Even more extreme, and viciously inhumane, than Wheeler, was the comment of one John Roach Straton. Told that a doctor in Indiana had ordered small doses of whiskey to be given to close relatives of the state's governor and attorney general, whose deaths were imminent, he replied, “They should have permitted the member of their family to die, and have died themselves, rather than violate their oaths of office.” By profession, John Roach Straton was a minister.

The variety of lethal or near-lethal ingredients that found their way into beverages during Prohibition was a tribute to the perverse creativity of perverse human beings, criminals who made certain that none of the people who bought from them knew precisely what it was they were drinking, or what form of interior demolition it would leave behind. It might not be industrial alcohol that they used as a base, for its legitimate uses sometimes depleted supplies for the nefarious ends of gangsters. In that case, they might have to resort to rubbing alcohol, engine fuels, brake fluids, kerosene, nicotine, shellac, sulfuric acid, formaldehyde, camphor, chloral hydrate, benzol, ether, and even perfume and hair tonic as bases—it made no difference. All were gut-rotters to one extent or another.

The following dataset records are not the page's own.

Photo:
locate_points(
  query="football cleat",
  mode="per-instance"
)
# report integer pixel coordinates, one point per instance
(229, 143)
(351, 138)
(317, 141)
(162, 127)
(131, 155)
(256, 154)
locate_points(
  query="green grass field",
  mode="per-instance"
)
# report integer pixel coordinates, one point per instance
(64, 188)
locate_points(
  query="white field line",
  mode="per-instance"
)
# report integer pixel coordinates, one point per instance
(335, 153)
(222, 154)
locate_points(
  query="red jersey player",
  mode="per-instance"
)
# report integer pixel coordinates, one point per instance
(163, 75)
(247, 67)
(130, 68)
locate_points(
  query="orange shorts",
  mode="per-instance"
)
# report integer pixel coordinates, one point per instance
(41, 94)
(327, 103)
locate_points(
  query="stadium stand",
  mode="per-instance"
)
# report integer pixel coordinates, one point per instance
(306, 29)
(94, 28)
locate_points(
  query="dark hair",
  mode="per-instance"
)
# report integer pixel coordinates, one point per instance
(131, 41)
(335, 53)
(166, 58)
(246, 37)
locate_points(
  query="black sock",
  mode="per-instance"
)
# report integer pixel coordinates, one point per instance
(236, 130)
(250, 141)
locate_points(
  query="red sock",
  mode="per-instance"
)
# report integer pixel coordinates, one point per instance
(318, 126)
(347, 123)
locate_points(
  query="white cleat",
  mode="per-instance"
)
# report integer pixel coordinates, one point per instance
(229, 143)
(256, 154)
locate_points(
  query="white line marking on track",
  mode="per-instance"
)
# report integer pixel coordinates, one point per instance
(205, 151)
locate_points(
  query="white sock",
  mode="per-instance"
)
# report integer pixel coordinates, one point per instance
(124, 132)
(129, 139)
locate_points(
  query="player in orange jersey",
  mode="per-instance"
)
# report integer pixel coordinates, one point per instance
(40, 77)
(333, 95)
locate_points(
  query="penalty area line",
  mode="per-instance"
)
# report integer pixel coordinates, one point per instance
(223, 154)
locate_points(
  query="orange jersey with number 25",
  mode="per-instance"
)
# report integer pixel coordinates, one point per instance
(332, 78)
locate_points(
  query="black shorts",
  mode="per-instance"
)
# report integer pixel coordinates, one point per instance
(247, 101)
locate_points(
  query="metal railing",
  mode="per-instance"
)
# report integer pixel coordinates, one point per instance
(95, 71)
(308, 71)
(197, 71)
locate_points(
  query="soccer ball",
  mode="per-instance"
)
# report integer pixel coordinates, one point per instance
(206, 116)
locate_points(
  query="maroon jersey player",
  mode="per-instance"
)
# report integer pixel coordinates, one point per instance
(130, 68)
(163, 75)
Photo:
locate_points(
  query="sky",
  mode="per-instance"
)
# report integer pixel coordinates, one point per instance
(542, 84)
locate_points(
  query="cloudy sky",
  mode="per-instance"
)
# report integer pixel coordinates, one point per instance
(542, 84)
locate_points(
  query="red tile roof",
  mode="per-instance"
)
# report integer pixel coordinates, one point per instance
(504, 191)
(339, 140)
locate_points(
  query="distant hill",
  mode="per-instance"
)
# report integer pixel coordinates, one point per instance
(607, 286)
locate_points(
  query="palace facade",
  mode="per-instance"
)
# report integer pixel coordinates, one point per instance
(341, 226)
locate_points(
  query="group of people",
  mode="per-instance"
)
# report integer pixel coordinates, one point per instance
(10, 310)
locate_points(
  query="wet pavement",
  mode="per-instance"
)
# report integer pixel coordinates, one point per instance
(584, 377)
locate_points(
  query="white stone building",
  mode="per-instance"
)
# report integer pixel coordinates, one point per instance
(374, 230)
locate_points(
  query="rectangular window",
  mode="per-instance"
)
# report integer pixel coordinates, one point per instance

They might even add antifreeze to their product. “Bootleggers claimed it was a flavorful additive,” I discovered, “especially when it had been newly drained from an automobile radiator, because the pieces of rust in it gave the solution a rich, full body.”

And, of course, the same pieces of rust would provide the recommended daily amount of iron.

In the shabby Hell's Kitchen neighborhood of New York were establishments that sold a beverage called smoke, “a no-frills mixture of raw alcohol and water. … At ten cents a slug, most folks could obliterate themselves and still get change for a quarter. Other New Yorkers bought jellied cooking alcohol and squeezed it through a rag to produce a liquid that they either guzzled down themselves or sold to the unsuspecting. Perhaps this is what gave Russian soldiers the idea, many years later, to satisfy their own satanic urges by draining brake fluid from their tanks, filtering it through some kind of fabric, and chugging down the remainder straight.”

In Philadelphia, a favorite thirst-quencher was Soda Pop Moon, sold in innocent-looking soft drink bottles and comprised mainly of rubbing
alcohol. A Chicago favorite was Yack Yack Bourbon, which contained virtually no bourbon at all—but rather large portions of iodine. The undiscerning in Kansas City, Missouri, ingested Sweet Whiskey, a wholesome name but “a distillation of alcohol combined with nitric and sulfuric acids that soon destroyed the kidneys.” And an Atlanta woman, arrested for public drunkenness, had been brought to her sorry state by the almost inconceivable combination of mothballs and gasoline. “She just liked to drink, she explained, liked to get a different take on reality, and this was the best she could do during Prohibition. Was it her fault that safer beverages were so much harder to find these days, and so much more expensive?”